In the mining town of Reefton tucked deep in the valley, the Inangahua River flows cold. Down narrow canyon her bends create deep pools, and there in the shallow bits Godfrey spent summertime panning for gold.

Twas during his hard times, his dark days, of a sadness he struggled to understand. Godfrey at heart was a blyth spirit- rare as the gem stones and gold flakes he gleaned from the sand.

It helped him feel better, this gurgling, clean water, wrote he..”Peaceful the Inangahua, in no hurry this river to join the wild Tasman Sea.” He had a plain, small room at “The Old Nurses Home” Godfrey did. Up the high stair, his room had a Juliet Balcony, and oft he just sat on an ancient cane chair- “Older than you or me”. Out on my Juliet Balcony”.

“I get the morning sun a bit late, as deep is this valley”. “It comes warming the sheep fields of small farms, and the steaming forest canopy”  I get the dawn chorus of sweet native birds, grinding gears of school bus starting up”. Scent toast and coffee , must go down for a cup- but linger a tad on my Juliet Balcony”

“Kneeling by the river, my kilt hangs safe and dry in a tree”. I wear the modest flowered shorts, from the flour sacks you sewed up for me”. “In late afternoon the rain comes in earnest, but dos not feel chilly”. For “The Old Nurses Home” has a great, deep bath tub down the hall, and later shelters the vagabond out on his Juliet Balcony”.

“Every cup in the cupboards a mismatch, all plates and bowls different”, Godfrey observed. As usual in times of wet weather, he baked. All the travelers and all the old nurses, yaffled the scones and cakes he served.

At eve, after supper in the lounge room below, the retired nurses gather round the piano. Tea and biscuits, laughter and song, everyone welcome to sing along, sing all the oldies.

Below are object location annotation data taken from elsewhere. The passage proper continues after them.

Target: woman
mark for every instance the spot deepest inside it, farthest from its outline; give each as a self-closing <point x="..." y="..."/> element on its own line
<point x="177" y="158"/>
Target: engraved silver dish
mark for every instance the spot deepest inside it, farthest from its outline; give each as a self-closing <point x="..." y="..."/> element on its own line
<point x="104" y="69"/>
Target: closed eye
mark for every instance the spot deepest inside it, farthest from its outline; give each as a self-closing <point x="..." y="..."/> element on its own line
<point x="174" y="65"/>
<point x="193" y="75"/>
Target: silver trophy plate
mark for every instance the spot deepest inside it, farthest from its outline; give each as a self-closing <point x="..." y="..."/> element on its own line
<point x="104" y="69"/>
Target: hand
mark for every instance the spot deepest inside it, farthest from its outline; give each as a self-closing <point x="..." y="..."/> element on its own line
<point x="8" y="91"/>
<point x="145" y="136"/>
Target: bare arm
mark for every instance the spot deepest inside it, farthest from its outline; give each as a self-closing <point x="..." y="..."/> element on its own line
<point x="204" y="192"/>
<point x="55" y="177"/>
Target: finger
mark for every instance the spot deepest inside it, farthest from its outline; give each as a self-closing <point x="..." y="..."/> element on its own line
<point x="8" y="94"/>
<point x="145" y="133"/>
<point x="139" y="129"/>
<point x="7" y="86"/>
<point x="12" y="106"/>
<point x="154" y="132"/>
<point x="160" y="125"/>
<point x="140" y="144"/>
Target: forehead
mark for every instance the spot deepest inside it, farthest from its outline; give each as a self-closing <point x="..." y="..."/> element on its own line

“The Old Nurses Home had a vast wild garden of native plants let grow amok. Hidden corners with tables for quiet contemplation, borders of driftwood logs, and well placed river rock”. Pears grew, figs and Kiwi fruit to, grapes heavy on an arbor, a young apple tree”. Visitors added seashells, odd wrought iron pieces of old farm equipment…a tranquil space neath his Juliet Balcony

“In a place of joy, how trite seemed my worries- and retired nurses do have the funniest stories. “I shared the device I devised, for removing thorns from ones own derriere. They gave me a wonderful salve for the sand fly bites I itched everywhere”. “Gave me sage advice to avoid the chaos and noise of major city- as I baked them a batch of Anzac Biscuits…I oft wonder now who looks out, over my Juliet Balcony’.

“I strolled in the garden one hot afternoon, the wisest of old nurses joined me in welcome shade”. “With her blessing I left the gold I had panned as an offering to the garden, along with my fragments of garnet and jade”. “Of the many things we talked of, most vital is what I learned from this wisest and humble of nurses- forgiveness…

“I sought wisdom, and wisdom in the least likely places found me- from a retired nurse neath my Juliet Balcony”    From Godfrey.

 

THE BRAIDED RIVER- From Godfrey to Worzel

A letter came, tattered, stained, stamp stuck askew, I opened it carefully, lest it tear. For I knew, he had reached the far Westland, had written by firelight, far from the big city- “Preparing to tramp up The Braided River”, wrote Godfrey.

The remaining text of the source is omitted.